Overpreparing means you'll end up doing work that you'll later throw out. So do the minimum you need to do to be comfortable running the game and no more.
Campaign Styles
You can run many different types of campaigns in Draw Steel, with some of the most common types discussed below. Any of the following concepts can be modified as you see fit to work for your campaign.
Long Arc
The long arc is a campaign model in which one villain or organization is behind almost every threat the heroes face. If every adventure sees the heroes battle the forces of Ajax or the vampire Count Rhodar von Glaur before eventually facing this main villain in their final adventure, then you've got yourself a long-arc campaign. Long arcs allow the heroes to learn of and even meet the villain several times before the final showdown, allowing for the creation of personal drama with the main antagonist and their underlings.
If you're planning on running a long-arc campaign, you might want to make sure the villain's threat is quieter at certain times. Doing so gives the heroes a chance to take a respite now and then and work on their downtime projects.
Adventure of the Week
An adventure-of-the-week campaign lets the heroes face an entirely new threat each time a new adventure kicks off. During their first adventure, they might face cultists bringing an undead horde to life. In the next, they battle a band of pirates hell-bent on taking control of a peaceful island. Then it's a race to catch a group of time raiders before they disappear across the timescape with their kidnapped victims.

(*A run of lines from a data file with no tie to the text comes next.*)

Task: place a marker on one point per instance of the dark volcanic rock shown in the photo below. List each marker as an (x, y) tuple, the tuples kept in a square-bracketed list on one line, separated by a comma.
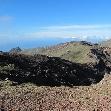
[(52, 71)]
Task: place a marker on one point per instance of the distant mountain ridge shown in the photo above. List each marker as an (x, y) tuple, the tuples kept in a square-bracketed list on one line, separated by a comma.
[(78, 52)]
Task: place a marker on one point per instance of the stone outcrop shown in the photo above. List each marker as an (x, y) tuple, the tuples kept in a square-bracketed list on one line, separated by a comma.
[(53, 71)]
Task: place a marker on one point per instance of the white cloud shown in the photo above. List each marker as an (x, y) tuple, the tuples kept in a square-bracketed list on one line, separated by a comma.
[(82, 32)]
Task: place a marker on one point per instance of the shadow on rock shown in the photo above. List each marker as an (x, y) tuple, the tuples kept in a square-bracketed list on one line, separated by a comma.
[(48, 71)]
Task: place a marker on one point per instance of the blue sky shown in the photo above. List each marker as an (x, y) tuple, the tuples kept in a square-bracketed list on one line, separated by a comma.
[(33, 23)]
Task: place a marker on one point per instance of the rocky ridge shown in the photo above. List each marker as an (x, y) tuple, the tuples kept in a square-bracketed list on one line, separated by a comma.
[(54, 71)]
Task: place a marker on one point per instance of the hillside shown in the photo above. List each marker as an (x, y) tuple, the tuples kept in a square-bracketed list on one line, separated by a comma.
[(42, 83), (34, 82), (78, 52)]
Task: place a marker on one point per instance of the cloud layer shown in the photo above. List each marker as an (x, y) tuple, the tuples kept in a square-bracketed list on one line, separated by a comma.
[(73, 31)]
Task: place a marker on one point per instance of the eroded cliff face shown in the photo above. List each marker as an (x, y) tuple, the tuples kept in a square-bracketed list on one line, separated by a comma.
[(53, 71)]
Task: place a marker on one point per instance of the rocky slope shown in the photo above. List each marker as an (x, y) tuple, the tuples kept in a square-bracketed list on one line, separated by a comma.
[(73, 51), (54, 71)]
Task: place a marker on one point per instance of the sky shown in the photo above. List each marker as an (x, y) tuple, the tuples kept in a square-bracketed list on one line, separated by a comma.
[(37, 23)]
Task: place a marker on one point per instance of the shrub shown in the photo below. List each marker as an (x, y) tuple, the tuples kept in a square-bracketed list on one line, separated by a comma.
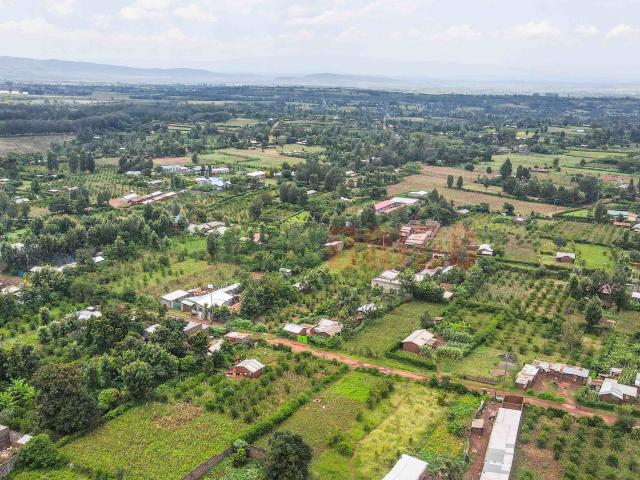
[(40, 452)]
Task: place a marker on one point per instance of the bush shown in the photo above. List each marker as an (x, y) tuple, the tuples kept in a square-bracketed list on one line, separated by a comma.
[(40, 452)]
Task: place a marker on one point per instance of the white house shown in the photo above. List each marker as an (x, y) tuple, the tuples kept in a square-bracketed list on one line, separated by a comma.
[(485, 249), (407, 468)]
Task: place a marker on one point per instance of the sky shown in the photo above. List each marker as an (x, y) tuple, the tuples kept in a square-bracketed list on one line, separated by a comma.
[(594, 40)]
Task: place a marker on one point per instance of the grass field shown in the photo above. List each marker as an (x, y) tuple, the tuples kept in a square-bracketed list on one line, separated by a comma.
[(351, 438), (382, 333), (30, 144), (166, 440), (269, 158), (553, 448)]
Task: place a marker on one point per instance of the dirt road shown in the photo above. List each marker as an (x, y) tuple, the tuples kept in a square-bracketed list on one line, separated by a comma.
[(571, 408)]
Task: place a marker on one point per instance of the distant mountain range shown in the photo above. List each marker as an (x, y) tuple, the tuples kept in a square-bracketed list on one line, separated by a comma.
[(32, 70), (437, 78)]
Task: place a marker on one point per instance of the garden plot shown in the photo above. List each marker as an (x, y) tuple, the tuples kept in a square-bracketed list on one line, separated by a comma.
[(585, 232), (197, 418), (553, 447), (432, 178), (358, 431), (382, 334)]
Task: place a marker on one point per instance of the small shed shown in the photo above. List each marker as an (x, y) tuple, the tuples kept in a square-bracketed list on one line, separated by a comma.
[(250, 368), (477, 426)]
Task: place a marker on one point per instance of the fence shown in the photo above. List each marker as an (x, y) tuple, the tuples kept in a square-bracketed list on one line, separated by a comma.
[(202, 469)]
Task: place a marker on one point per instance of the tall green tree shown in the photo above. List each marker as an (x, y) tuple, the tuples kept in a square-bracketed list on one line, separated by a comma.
[(63, 400), (287, 457), (592, 313)]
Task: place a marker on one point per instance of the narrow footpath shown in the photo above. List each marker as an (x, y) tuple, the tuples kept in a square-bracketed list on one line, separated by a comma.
[(573, 409)]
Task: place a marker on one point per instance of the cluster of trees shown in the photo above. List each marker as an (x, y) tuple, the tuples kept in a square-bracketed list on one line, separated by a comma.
[(584, 189), (60, 238)]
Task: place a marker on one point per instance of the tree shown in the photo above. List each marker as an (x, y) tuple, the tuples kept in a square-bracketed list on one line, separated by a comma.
[(592, 313), (199, 343), (506, 169), (212, 245), (63, 400), (508, 209), (287, 457), (52, 161), (170, 335), (600, 213), (138, 378), (40, 452)]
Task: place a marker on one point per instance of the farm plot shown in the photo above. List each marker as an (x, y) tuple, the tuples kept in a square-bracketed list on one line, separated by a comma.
[(105, 178), (381, 334), (553, 447), (518, 290), (30, 144), (598, 233), (201, 417), (351, 425), (427, 181)]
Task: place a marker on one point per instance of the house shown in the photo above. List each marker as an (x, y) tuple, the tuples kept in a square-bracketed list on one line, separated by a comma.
[(257, 174), (563, 372), (366, 310), (334, 247), (394, 203), (327, 328), (10, 444), (250, 368), (565, 257), (175, 169), (502, 444), (191, 328), (295, 330), (201, 305), (477, 426), (388, 280), (215, 346), (173, 299), (237, 337), (527, 376), (613, 392), (418, 339), (485, 249), (88, 313), (408, 468), (147, 332), (217, 182)]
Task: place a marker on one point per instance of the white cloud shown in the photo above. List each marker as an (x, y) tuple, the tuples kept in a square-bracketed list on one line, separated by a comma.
[(61, 7), (587, 30), (458, 33), (146, 9), (195, 13), (543, 30), (623, 32)]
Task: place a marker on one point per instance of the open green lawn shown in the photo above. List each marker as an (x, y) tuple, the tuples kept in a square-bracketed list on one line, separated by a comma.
[(381, 334), (352, 438), (594, 256), (202, 417), (47, 474), (156, 441)]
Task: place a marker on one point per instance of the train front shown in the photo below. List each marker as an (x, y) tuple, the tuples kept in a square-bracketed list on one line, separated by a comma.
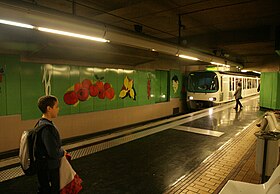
[(202, 89)]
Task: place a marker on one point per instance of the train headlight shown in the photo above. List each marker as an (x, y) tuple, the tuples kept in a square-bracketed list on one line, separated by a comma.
[(212, 99)]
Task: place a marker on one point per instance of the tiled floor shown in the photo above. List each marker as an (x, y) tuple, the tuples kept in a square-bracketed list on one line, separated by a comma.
[(165, 157), (233, 161)]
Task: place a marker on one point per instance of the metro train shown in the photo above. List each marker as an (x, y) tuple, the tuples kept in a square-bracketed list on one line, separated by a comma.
[(209, 88)]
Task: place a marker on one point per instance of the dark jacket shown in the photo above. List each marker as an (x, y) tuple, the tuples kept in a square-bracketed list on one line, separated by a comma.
[(237, 93), (49, 144)]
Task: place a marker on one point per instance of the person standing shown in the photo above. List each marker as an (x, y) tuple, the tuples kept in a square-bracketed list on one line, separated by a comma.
[(238, 96), (48, 149)]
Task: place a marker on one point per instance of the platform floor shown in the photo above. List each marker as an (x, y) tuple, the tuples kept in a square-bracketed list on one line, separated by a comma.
[(192, 153)]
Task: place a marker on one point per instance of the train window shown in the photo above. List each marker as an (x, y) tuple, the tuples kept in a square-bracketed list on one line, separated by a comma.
[(232, 82), (203, 82)]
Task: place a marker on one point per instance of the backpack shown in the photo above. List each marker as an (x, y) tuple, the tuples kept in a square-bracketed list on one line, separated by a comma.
[(27, 149)]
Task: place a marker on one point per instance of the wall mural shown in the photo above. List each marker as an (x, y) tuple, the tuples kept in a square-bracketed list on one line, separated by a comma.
[(86, 89), (1, 77), (175, 83), (127, 89), (46, 80)]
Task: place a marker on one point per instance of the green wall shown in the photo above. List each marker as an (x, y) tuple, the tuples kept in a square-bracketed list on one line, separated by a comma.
[(23, 83), (270, 90)]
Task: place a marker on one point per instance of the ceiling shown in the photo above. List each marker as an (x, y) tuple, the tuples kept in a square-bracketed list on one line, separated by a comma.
[(242, 31)]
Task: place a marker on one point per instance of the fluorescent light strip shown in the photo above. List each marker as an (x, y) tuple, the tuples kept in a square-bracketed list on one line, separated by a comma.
[(215, 63), (72, 34), (16, 24), (188, 57)]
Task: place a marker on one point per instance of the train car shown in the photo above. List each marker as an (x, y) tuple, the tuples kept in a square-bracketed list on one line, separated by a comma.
[(209, 88)]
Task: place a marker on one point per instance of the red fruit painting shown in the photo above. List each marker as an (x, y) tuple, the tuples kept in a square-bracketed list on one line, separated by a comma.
[(93, 90), (110, 93), (100, 85), (83, 94), (86, 83), (70, 98), (107, 86), (101, 94), (77, 87)]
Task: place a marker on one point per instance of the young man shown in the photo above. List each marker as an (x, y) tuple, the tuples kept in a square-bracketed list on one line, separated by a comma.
[(237, 95), (49, 151)]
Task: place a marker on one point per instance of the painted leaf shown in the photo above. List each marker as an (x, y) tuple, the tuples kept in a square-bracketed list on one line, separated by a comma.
[(122, 93), (126, 82), (130, 84)]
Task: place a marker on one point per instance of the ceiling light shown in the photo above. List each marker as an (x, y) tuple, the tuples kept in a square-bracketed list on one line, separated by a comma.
[(188, 57), (215, 63), (72, 34), (16, 24)]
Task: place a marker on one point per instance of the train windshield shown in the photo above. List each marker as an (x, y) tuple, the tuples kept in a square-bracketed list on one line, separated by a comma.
[(203, 82)]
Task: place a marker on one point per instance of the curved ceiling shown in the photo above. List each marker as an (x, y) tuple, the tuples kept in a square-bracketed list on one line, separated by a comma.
[(242, 31)]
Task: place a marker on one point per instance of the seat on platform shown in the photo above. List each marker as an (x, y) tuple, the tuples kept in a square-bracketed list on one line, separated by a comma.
[(272, 186)]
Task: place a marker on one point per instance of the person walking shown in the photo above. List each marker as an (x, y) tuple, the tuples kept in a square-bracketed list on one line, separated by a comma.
[(48, 149), (238, 96)]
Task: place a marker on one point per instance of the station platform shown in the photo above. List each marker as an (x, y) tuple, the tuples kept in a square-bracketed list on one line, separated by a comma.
[(191, 153)]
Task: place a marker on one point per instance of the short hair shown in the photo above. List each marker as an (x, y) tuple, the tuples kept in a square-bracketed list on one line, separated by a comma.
[(45, 101)]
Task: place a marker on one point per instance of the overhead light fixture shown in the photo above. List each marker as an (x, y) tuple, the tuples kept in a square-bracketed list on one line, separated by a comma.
[(188, 57), (72, 34), (16, 24), (12, 23), (215, 63)]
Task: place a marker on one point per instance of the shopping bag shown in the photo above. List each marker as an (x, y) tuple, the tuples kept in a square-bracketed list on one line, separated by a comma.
[(70, 182)]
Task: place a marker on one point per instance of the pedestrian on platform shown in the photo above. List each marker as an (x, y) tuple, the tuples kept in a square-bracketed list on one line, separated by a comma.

Adventure-of-the-week campaigns can give the heroes plenty of downtime between adventures, since the quests aren't connected. However, they often lack the personal drama that comes from a campaign with recurring threats and villains.
Looming Threat
A looming-threat campaign is a combination of the long-arc and adventure-of-the-week-types of campaigns. Although many adventures in the campaign contain individual threats, a few have events orchestrated by a recurring villain who the heroes face at the end of the campaign. The villain's forces might make brief appearances to harass the heroes in adventures that otherwise have nothing to do with them.
A looming-threat campaign allows the heroes to create personal drama with the main campaign's villain, while experiencing the variety of an adventure-of-the-week campaign.
Multiple Fronts
In a multiple-fronts campaign, several villains threaten people or locations the characters are bound to protect, with the heroes forced to prioritize the threats they face. While the heroes deal with one of their foes, the other adversaries advance their plans, growing in power and resources.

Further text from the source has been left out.